[This article belongs to Volume - 55, Issue - 02, 2023]
Gongcheng Kexue Yu Jishu/Advanced Engineering Science
Journal ID : AES-20-07-2023-01

Title : GRID-CONNECTED HYBRID MICROGRIDS UTILIZING MODIFIED UIPC FOR ANN-BASED POWER FLOW MANAGEMENT OF CONNECTED AC-DC MICROGRIDS
T. Rama Pitchaiah, Dr. R. Puviarasi

Abstract :

This study proposes a novel approach to power flow control in on-grid hybrid microgrids by combining AC-DC microgrids with a modified unified phase-to-phase power controller (UIPC). The AC microgrid and the DC microgrid represent a hybrid system that is normally connected to the grid. Instead of power converters connected in parallel, these microgrids are connected to one another via a modified UIPC. The first contribution of this thesis is a modification of the UIPC standard, which makes it possible to control the energy exchange in AC-DC microgrids with fewer power converters than three are required in each phase of the conventional UIPC structure.

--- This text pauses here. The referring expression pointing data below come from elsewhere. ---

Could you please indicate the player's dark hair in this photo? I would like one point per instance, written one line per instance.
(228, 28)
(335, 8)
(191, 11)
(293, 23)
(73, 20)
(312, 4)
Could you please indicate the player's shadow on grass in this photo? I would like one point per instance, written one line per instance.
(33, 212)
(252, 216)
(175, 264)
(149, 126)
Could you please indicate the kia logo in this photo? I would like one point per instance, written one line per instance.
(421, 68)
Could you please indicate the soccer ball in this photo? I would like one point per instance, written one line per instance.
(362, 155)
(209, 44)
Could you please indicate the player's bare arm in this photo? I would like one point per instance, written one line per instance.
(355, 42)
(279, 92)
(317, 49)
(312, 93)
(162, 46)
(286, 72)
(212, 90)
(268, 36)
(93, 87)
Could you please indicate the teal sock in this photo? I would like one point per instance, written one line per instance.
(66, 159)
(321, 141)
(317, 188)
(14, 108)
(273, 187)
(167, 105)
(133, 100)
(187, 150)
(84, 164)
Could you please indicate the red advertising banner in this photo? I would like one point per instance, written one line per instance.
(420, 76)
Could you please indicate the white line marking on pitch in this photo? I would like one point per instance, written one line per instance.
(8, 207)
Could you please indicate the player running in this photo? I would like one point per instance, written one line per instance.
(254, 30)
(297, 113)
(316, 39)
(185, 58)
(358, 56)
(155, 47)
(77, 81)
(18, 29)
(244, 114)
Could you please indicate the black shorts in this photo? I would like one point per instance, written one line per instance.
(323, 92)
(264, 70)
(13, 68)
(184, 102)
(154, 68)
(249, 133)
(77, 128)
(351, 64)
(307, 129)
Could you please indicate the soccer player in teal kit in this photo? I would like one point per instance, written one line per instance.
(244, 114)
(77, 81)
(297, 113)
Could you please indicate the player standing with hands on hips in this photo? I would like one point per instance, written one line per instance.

LPC control methods use an artificial neural network (ANN) controller. Using the H∞ filter method, the ANN tool is optimized to eliminate format errors in the membership functions. The DC microgrid is used to supply the LPC with the required DC voltage via the BPC. After successfully powering the DC microgrid with a photovoltaic instrument, LPC #039; The intermediate circuit voltage changes. For the DC- -BPC, the NDO-MS-SMC (Strate Strong Absolute Multi-Mass Slip Mode Control) strategy is available to stabilize the DC link jitter, which is based on the observation of non-linear disturbances. The simulation results demonstrate the effectiveness of the proposed energy management strategy in combination with the flow control technique for smart grids in Advanced UIPC. An artificial neural network (ANN) is used to adapt UIPC converters; this is proposed in this study as a comparable extension.